For those of you who do not know me, I served as an ordained parish minister in the Evangelical Lutheran Church of America for about 17 years. When I left parish ministry to become a clinical therapist, I made a vow to myself that there are three things I would never do again: 1) Work with a youth group; 2) Attend an annual parish meeting; and 3) serve on a governing board of a congregation. Those of you who do know me, know that I have now done all three here at Grace. The phrase, “Never say never” comes to mind. I now vow to never say “never” again. I have served in these ways, not just because I love irony, but with joy and gratitude for the ways that I have been blessed by this congregation, and one of the greatest blessings for me is to see this congregation be such a blessing to the community.

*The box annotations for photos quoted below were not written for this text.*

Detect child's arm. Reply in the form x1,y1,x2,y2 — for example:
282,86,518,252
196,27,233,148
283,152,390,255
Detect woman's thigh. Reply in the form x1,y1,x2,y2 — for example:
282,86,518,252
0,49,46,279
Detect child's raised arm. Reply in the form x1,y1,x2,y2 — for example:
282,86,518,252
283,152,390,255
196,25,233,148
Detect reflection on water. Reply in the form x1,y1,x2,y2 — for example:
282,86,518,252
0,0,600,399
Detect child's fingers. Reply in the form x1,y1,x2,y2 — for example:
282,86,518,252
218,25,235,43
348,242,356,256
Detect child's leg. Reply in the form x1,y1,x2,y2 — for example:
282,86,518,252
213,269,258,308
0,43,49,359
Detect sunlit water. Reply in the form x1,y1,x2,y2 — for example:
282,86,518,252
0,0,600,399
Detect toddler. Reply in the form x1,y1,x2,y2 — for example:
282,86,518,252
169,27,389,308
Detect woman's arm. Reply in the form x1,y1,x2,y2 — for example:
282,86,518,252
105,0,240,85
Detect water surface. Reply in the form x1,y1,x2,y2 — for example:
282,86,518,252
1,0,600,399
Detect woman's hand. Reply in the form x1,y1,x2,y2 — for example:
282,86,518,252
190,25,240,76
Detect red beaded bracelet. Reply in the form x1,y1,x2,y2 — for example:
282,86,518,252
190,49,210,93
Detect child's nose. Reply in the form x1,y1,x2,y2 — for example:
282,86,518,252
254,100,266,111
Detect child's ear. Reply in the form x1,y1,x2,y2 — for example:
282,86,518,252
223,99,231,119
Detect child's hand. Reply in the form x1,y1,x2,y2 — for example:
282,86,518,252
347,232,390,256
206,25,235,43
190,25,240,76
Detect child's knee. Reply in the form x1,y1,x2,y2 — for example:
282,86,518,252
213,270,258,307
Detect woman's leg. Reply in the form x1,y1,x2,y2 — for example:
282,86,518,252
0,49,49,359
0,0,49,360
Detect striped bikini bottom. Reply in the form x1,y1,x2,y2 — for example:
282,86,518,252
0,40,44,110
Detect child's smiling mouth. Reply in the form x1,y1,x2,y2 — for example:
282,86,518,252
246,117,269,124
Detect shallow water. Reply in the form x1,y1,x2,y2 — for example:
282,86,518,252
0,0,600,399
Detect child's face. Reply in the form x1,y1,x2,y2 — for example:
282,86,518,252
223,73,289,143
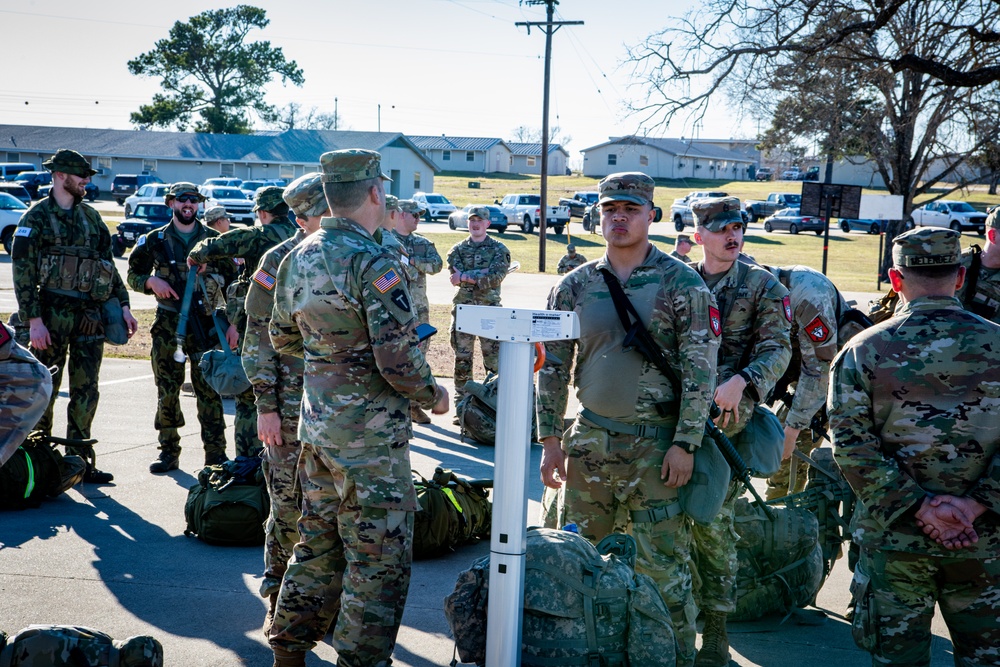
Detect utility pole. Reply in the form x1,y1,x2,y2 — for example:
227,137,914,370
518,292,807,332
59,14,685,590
514,0,583,273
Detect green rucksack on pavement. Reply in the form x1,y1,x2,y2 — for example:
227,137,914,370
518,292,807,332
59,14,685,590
184,456,271,546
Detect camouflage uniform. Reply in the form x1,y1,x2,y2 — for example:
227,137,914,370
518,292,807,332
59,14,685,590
537,174,719,665
189,187,297,456
448,231,510,396
11,150,129,474
270,150,443,665
128,204,226,463
829,228,1000,667
0,323,52,466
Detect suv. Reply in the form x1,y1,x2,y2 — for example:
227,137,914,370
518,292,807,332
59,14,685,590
111,174,163,206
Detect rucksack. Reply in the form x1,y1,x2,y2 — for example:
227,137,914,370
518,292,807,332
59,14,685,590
413,468,493,559
444,528,676,667
184,456,271,546
0,431,87,509
0,625,163,667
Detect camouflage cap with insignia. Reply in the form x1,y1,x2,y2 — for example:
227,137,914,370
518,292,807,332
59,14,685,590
691,197,743,232
319,148,392,183
597,171,656,204
253,185,285,213
42,148,97,177
282,171,330,218
892,227,962,267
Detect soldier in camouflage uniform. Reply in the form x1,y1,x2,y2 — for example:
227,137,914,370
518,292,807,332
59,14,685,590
128,182,227,473
448,206,510,424
691,197,792,667
396,199,444,424
537,172,721,666
0,323,52,467
11,149,138,484
187,185,296,456
828,228,1000,667
556,243,587,276
270,149,448,667
243,172,329,633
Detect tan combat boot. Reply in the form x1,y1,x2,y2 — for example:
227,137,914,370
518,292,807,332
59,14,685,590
694,611,729,667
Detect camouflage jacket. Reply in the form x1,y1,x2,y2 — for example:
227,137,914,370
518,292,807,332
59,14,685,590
270,218,437,452
242,229,306,414
698,261,792,436
11,195,129,322
829,297,1000,558
448,236,510,306
537,246,720,454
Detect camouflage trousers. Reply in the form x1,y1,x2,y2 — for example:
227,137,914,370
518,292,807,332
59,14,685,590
270,442,418,665
855,549,1000,667
31,297,104,446
563,420,698,666
150,308,226,456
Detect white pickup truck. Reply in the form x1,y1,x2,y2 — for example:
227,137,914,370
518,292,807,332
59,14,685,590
498,194,569,234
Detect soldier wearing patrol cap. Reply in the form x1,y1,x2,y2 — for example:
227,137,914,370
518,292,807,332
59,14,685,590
187,185,296,456
270,149,448,667
537,172,721,667
829,228,1000,665
11,149,138,484
691,197,792,667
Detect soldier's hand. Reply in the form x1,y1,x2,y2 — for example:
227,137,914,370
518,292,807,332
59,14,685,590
28,317,52,350
146,276,180,299
660,447,694,489
538,435,566,489
257,412,281,447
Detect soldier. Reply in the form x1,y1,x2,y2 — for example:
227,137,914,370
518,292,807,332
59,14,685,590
396,199,444,424
670,234,694,264
828,228,1000,665
187,185,295,456
556,243,587,276
11,149,138,484
691,197,792,667
538,172,721,666
243,172,329,634
448,206,510,424
270,149,448,667
128,182,227,473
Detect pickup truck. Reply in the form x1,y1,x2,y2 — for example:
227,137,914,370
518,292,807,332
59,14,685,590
559,192,601,218
497,194,569,234
746,192,802,222
906,199,986,235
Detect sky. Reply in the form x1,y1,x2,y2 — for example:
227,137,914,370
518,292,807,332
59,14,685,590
0,0,756,164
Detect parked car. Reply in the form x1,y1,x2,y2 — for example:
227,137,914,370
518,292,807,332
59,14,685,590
0,192,28,255
125,183,170,218
448,204,507,234
111,202,174,257
764,207,826,236
112,174,163,206
198,185,256,225
412,192,458,222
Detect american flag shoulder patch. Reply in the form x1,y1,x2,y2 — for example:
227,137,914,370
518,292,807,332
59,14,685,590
253,269,275,291
372,269,400,294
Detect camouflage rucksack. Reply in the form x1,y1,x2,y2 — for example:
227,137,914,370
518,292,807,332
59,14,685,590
444,528,676,667
0,625,163,667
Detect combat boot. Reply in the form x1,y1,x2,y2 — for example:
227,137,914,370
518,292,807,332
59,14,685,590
149,452,180,475
694,611,729,667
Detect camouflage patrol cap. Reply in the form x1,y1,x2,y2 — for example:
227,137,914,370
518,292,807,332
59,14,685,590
691,197,743,232
42,148,97,177
163,181,205,204
319,148,392,183
253,185,285,213
468,206,490,222
597,171,656,204
892,227,962,267
282,171,330,218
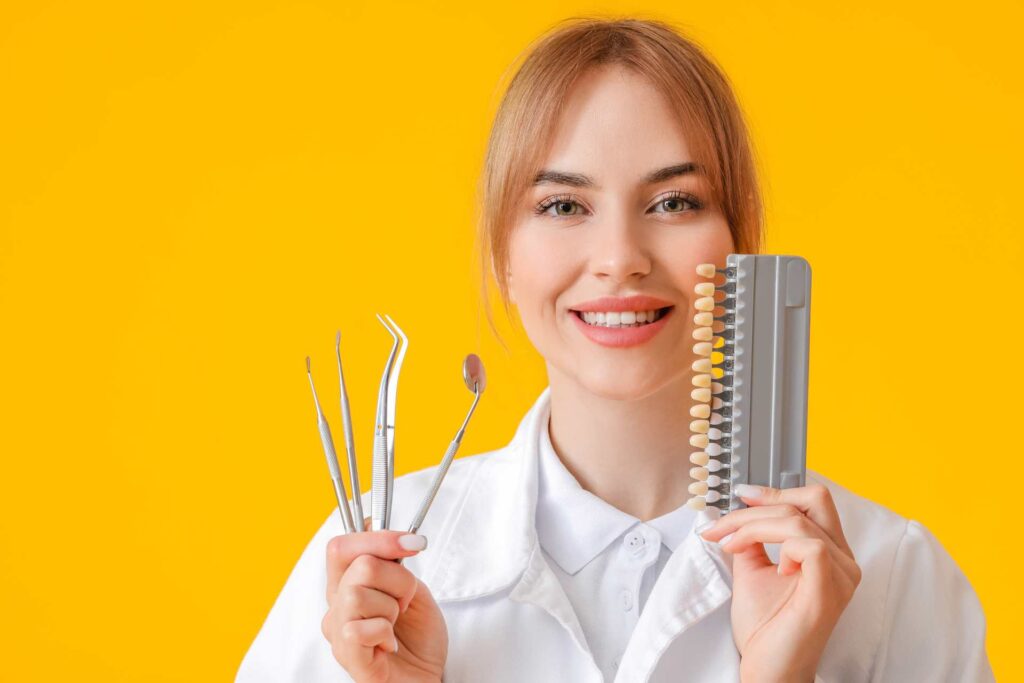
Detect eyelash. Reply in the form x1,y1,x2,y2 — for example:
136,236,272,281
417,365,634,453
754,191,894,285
534,189,703,218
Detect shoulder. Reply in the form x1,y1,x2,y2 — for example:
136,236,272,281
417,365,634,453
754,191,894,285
807,470,984,680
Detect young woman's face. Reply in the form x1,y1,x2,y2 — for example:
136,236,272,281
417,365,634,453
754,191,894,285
509,67,733,399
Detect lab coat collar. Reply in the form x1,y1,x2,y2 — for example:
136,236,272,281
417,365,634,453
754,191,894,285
425,387,731,602
537,417,696,574
537,418,640,574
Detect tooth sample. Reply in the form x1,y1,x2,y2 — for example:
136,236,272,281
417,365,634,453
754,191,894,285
693,283,715,297
693,328,715,341
690,388,711,403
693,297,715,311
693,310,715,328
690,358,713,373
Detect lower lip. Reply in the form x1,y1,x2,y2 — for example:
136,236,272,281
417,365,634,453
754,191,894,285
569,307,676,348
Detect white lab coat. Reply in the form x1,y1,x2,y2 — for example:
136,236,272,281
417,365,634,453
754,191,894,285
237,388,993,683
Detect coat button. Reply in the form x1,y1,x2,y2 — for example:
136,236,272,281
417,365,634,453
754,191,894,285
624,531,647,552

My service on the Vestry has been challenging for me. Sometimes the meetings are long. We have to make difficult decisions. We have had many long discussions about finances, which is not my favorite topic, nor my greatest gift.

However, serving on the Vestry has been a tremendous gift. I have become much better acquainted with people I honor and admire. The Senior and Junior Wardens during my tenure on Vestry: Bob Foote, Barb Klugh, Kerry Nelson, and Greg Hagan are a good sample of the type of high quality people who serve on vestry. The four newly elected members (Jeff Tibbits, Eddie Grimm, Sue Kelly, and Michael Mittelstaedt) and returning member (Nancy Flowers) are also good examples, and I regret I won’t get to serve with them in the coming year! The Vestry takes very seriously the charge to pray for the parish, and every gathering of the Vestry exudes love and dedication to the congregation. And I am most pleased to serve on the Vestry when an issue of outreach ministry, especially the Jubilee Ministries, is discussed. We have spent very little time on the question of if we should support the ministry, and instead spend significant time on how we should support our outreach ministry efforts.

So, please know that your Vestry truly loves you and prays for you. No one on the Vestry asks for thanks, but please offer it anyway. Be confident that, even if you disagree with a Vestry decision, it was made prayerfully, with love and care. And know too that I am grateful that I have had the opportunity to serve on the Vestry, and to continue to be a part of the community known as “Grace.”